Y Tu Mama is a very bittersweet coming of age drama/comedy about two boys – Julio and Tenoch – just out of high school and anxious to break the monotony of a long, hot summer without their girlfriends. By chance they happen upon the wife of Tenoch’s cousin at a family wedding and the three agree to go together to a beach named Heaven’s Mouth (a beach the boys have concocted so they can be alone with this stunning older woman) during the summer. This plan seems to be a pipe dream as the summer wears on and the boys forget all about it until Luisa, the cousin’s wife, calls Tenoch one day to see if they are still going to the beach and within hours the three are off in search of a lake that doesn’t exist and each begins a terribly personal journey in which they will find out more about themselves than they might wish to know.

At the surface this is a very much like an eighties American comedy – two goofy teenage friends meet a hot older woman and said woman teaches them how to be lovers. Thankfully director Cuaron has taken what could be a terribly easy scenario and has added a depth and sadness to it all that really resonates through the entire film. The film is as much about sexual maturing as it is about emotional maturing and about what might happen if you were to see deep into the darkest corners of your closest friend’s heart. These two friends, as close as they are, we find out, hide the things that mean the most to them, the truths about who they are, and yet are open about their conquests, their bodies, and in their boyish lusts. They are as close as two men can be until Luisa happens along and then things are suddenly much more complicated as each of them tries to seduce her before the other can. All the while Luisa is onto their game and goes along with everything willingly, hoping to forget a husband who cannot be faithful to her and perhaps even to forget a secret even she does not want to face about her future.

This is a very beautiful, very sweet film that is as sad and bitter as the death of any adolescence is and it’s a testament to all involved that the film is so affecting. The performances are wonderful all around and the three leads have truly created three real, honest characters that gives life to a film that could have, in other hands, been nothing more than a low class sex romp. What we have though is a stunning tour of Mexico and its back roads, making the country itself a prominent character in the film, each passing section of the film annotated by an unseen narrator that reminds us of the lives lost and found along the way during this journey. The film is wonderfully acted and beautifully shot and, miracle of miracles is well written. The dialogue reveals the characters without lessening them or making them cutouts, and which adds depth and tension to the film without preaching to the viewer. Heck, even the sex scenes reveal something about the characters and who they are and where they are in their lives, the last one resonating with a sadness as we learn what the ramifications of it are, deepening its impact, as well as the film’s.
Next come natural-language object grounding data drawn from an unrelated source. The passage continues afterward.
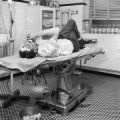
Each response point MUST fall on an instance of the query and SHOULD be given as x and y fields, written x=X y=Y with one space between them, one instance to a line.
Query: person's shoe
x=77 y=72
x=94 y=41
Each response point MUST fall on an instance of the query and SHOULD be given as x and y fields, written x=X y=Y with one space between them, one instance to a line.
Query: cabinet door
x=33 y=20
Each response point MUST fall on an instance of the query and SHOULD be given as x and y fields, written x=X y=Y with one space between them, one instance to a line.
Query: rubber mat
x=102 y=104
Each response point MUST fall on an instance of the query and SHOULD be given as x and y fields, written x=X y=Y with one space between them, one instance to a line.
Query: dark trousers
x=70 y=31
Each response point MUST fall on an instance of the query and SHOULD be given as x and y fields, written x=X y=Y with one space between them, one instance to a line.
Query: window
x=104 y=9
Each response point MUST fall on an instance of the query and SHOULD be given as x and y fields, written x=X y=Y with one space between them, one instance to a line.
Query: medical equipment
x=15 y=63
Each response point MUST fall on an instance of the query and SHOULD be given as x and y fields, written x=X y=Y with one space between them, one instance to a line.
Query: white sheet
x=23 y=64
The extras are pretty decent actually and include a commentary, a documentary, some deleted scenes, and a short film by the director. The film looks wonderful on DVD and truly shows how beautiful Mexico is when seen through the lens of this director and through the eyes of his characters.
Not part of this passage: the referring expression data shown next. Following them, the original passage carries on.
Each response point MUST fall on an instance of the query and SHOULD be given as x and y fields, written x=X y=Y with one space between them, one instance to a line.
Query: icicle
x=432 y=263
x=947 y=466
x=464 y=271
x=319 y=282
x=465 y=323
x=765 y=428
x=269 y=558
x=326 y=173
This is one of those movies that really lives up to the hype. It is a wonderfully aching look at the death of adolescence and at those we leave behind. As insightful and poignant as any American film I can consider and even more so than the usual standard bearers of teen angst ala John Hughes. This is the real deal kids, and deserves to be on your ‘to see’ list. Even if it is one them their foreign movies where they talk all funny.